DGX Spark GPU usage 0 after 24 Hours Open-WebUI

I have been running the DGX Spark platform for a little over a month, primarily using Open‑WebUI. While the GPU performance is excellent initially, I’ve noticed that after running for more than 24 hours the GPU is no longer utilized and the workload reverts to the CPU. A simple Docker restart or full system reboot—temporarily restores GPU usage. Unfortunately, I have not been able to pinpoint the root cause or a permanent fix.

Has anyone else observed a similar pattern, and is there a known resolution? I would appreciate any guidance.

Hi, this is very strange behavior. Can you please share the exact workload / container and runtime steps? Eng would love to triage this.
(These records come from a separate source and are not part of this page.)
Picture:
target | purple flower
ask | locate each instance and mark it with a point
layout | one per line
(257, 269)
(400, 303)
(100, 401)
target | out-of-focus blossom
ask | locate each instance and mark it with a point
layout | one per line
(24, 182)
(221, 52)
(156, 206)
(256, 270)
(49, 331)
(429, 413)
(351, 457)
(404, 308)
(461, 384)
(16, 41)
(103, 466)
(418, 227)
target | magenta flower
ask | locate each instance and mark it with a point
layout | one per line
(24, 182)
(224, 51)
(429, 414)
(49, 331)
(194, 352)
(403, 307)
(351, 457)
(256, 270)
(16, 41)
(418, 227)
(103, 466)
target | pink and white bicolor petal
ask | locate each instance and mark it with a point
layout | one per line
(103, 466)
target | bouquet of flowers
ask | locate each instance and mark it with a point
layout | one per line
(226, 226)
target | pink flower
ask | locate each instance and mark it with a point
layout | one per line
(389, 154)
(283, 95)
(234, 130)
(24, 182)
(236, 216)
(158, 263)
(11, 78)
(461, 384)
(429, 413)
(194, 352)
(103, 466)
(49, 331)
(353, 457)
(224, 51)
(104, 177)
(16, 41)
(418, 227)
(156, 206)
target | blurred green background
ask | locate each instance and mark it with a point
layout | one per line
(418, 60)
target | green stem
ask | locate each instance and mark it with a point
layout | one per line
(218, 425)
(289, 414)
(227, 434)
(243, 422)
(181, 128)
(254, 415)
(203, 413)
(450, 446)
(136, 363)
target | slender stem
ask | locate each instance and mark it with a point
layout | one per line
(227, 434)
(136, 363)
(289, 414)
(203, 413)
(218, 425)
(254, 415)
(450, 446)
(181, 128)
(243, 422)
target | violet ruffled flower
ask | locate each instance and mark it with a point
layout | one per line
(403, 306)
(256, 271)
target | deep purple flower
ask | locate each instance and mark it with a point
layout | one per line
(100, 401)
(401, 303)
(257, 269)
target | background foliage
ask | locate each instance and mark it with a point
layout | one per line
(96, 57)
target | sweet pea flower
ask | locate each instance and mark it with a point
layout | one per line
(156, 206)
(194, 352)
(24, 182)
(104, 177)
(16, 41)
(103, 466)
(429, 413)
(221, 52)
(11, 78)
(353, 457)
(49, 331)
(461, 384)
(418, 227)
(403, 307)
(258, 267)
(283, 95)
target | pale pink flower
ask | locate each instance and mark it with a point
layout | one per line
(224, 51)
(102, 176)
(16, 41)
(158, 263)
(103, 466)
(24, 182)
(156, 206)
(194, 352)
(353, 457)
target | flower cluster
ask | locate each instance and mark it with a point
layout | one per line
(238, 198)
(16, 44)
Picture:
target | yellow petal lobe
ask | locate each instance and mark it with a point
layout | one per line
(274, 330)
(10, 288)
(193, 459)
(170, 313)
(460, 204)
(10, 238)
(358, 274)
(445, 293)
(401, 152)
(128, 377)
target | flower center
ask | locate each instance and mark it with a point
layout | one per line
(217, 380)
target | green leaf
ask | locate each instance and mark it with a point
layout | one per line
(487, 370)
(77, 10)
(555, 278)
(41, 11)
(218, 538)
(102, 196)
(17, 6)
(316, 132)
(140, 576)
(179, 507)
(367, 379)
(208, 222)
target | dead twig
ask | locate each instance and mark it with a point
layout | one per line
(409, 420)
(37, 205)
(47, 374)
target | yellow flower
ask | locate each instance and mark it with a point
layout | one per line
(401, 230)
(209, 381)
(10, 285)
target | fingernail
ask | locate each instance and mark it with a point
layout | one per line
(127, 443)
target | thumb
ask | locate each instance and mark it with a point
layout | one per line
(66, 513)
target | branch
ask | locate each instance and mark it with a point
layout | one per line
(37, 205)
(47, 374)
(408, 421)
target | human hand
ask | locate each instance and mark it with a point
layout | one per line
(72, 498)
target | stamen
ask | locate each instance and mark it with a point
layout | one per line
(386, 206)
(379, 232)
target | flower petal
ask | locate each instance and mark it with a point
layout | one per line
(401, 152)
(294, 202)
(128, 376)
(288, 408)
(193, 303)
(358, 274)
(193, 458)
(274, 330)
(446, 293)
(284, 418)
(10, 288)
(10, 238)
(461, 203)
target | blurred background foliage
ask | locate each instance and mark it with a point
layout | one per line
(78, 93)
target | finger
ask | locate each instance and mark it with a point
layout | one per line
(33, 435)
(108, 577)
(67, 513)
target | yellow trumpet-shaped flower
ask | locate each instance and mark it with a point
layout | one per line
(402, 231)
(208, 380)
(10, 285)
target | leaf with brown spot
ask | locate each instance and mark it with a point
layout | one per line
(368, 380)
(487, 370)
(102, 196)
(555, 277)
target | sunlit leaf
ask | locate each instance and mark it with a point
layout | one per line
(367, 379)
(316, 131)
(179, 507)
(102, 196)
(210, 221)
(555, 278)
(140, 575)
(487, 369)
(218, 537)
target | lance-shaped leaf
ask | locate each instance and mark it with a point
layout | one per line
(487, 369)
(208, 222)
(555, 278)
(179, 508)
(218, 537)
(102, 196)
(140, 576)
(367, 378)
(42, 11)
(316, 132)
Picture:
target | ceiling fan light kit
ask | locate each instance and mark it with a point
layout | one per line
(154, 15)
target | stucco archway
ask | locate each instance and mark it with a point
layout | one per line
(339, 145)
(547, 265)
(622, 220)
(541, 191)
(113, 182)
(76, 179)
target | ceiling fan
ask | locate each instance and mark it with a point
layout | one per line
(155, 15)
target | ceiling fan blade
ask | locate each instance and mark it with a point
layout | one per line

You bet! Currently i run a docker container:

CONTAINER ID IMAGE COMMAND CREATED STATUS PORTS NAMES
3773c077b435 ghcr.io/open-webui/open-webui:ollama “bash start.sh” 7 days ago Up 2 hours (healthy) 0.0.0.0:12000->8080/tcp, [::]:12000->8080/tcp open-webui

I also have a virtual python environment for ComfyUI

My processes that are running look like:

±----------------------------------------------------------------------------------------+
| Processes: |
| GPU GI CI PID Type Process name GPU Memory |
| ID ID Usage |
|=========================================================================================|
| 0 N/A N/A 2829 G /usr/lib/xorg/Xorg 73MiB |
| 0 N/A N/A 2998 G /usr/bin/gnome-shell 18MiB |
| 0 N/A N/A 3522 C python 19841MiB |
±----------------------------------------------------------------------------------------+

can you share a sudo nvidia-bug-report.sh log when container is using GPU. and another sudo nvidia-bug-report.sh when the same container is no longer using GPU?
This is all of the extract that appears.